In power::expand_add(), don't reserve excess monomial sizes.

[ginac.git] / ginac / power.cpp

diff --git a/ginac/power.cpp b/ginac/power.cpp
index 99a5a3c4e635273d3eb1dd05da15e760eb4d70a8..6fdc3fcd48537fed844cc0ca74563c5291139f6a 100644 (file)
--- a/ginac/power.cpp
+++ b/ginac/power.cpp
@@ -42,6 +42,7 @@
 #include <limits>
 #include <stdexcept>
 #include <vector>
+#include <algorithm>
 
 namespace GiNaC {
 
@@ -695,51 +696,71 @@ ex power::conjugate() const
 
 ex power::real_part() const
 {
+       // basis == a+I*b, exponent == c+I*d
+       const ex a = basis.real_part();
+       const ex c = exponent.real_part();
+       if (basis.is_equal(a) && exponent.is_equal(c)) {
+               // Re(a^c)
+               return *this;
+       }
+
+       const ex b = basis.imag_part();
        if (exponent.info(info_flags::integer)) {
-               ex basis_real = basis.real_part();
-               if (basis_real == basis)
-                       return *this;
-               realsymbol a("a"),b("b");
-               ex result;
-               if (exponent.info(info_flags::posint))

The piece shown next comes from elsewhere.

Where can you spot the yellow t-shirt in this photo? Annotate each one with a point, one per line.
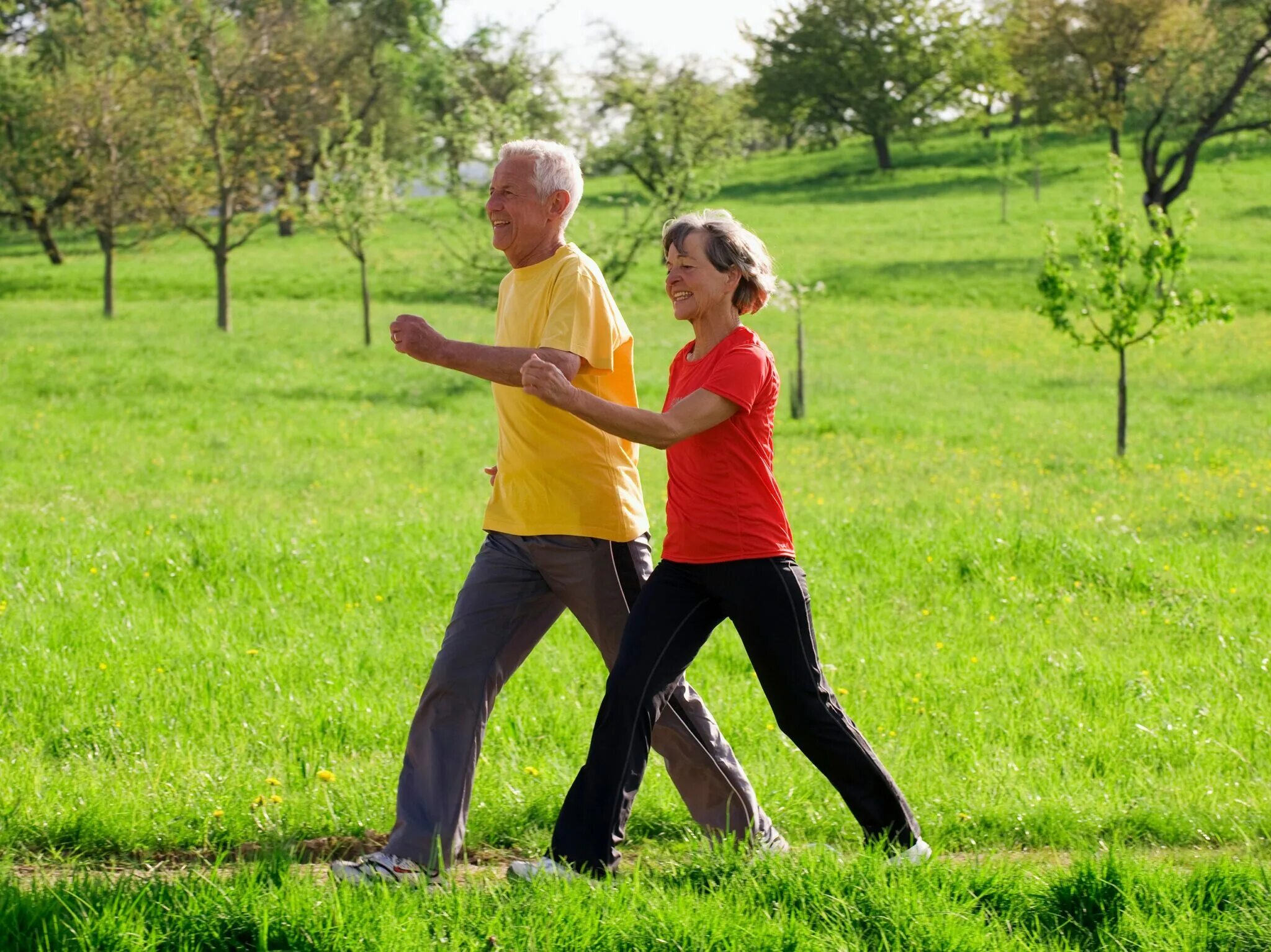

-                       result = power(a+I*b,exponent);
-               else
-                       result = power(a/(a*a+b*b)-I*b/(a*a+b*b),-exponent);
-               result = result.expand();
-               result = result.real_part();
-               result = result.subs(lst( a==basis_real, b==basis.imag_part() ));
+               // Re((a+I*b)^c)  w/  c ∈ ℤ
+               long N = ex_to<numeric>(c).to_long();
+               // Use real terms in Binomial expansion to construct
+               // Re(expand(power(a+I*b, N))).
+               long NN = N > 0 ? N : -N;
+               ex numer = N > 0 ? _ex1 : power(power(a,2) + power(b,2), NN);
+               ex result = 0;
+               for (long n = 0; n <= NN; n += 2) {
+                       ex term = binomial(NN, n) * power(a, NN-n) * power(b, n) / numer;
+                       if (n % 4 == 0) {
+                               result += term;  // sign: I^n w/ n == 4*m
+                       } else {
+                               result -= term;  // sign: I^n w/ n == 4*m+2
+                       }
+               }
                return result;
        }
-       
-       ex a = basis.real_part();
-       ex b = basis.imag_part();
-       ex c = exponent.real_part();
-       ex d = exponent.imag_part();
+
+       // Re((a+I*b)^(c+I*d))
+       const ex d = exponent.imag_part();
        return power(abs(basis),c)*exp(-d*atan2(b,a))*cos(c*atan2(b,a)+d*log(abs(basis)));
 }
 
 ex power::imag_part() const
 {
+       const ex a = basis.real_part();
+       const ex c = exponent.real_part();
+       if (basis.is_equal(a) && exponent.is_equal(c)) {
+               // Im(a^c)
+               return 0;
+       }
+
+       const ex b = basis.imag_part();
        if (exponent.info(info_flags::integer)) {
-               ex basis_real = basis.real_part();
-               if (basis_real == basis)
-                       return 0;
-               realsymbol a("a"),b("b");
-               ex result;
-               if (exponent.info(info_flags::posint))
-                       result = power(a+I*b,exponent);
-               else
-                       result = power(a/(a*a+b*b)-I*b/(a*a+b*b),-exponent);
-               result = result.expand();
-               result = result.imag_part();
-               result = result.subs(lst( a==basis_real, b==basis.imag_part() ));
+               // Im((a+I*b)^c)  w/  c ∈ ℤ
+               long N = ex_to<numeric>(c).to_long();
+               // Use imaginary terms in Binomial expansion to construct
+               // Im(expand(power(a+I*b, N))).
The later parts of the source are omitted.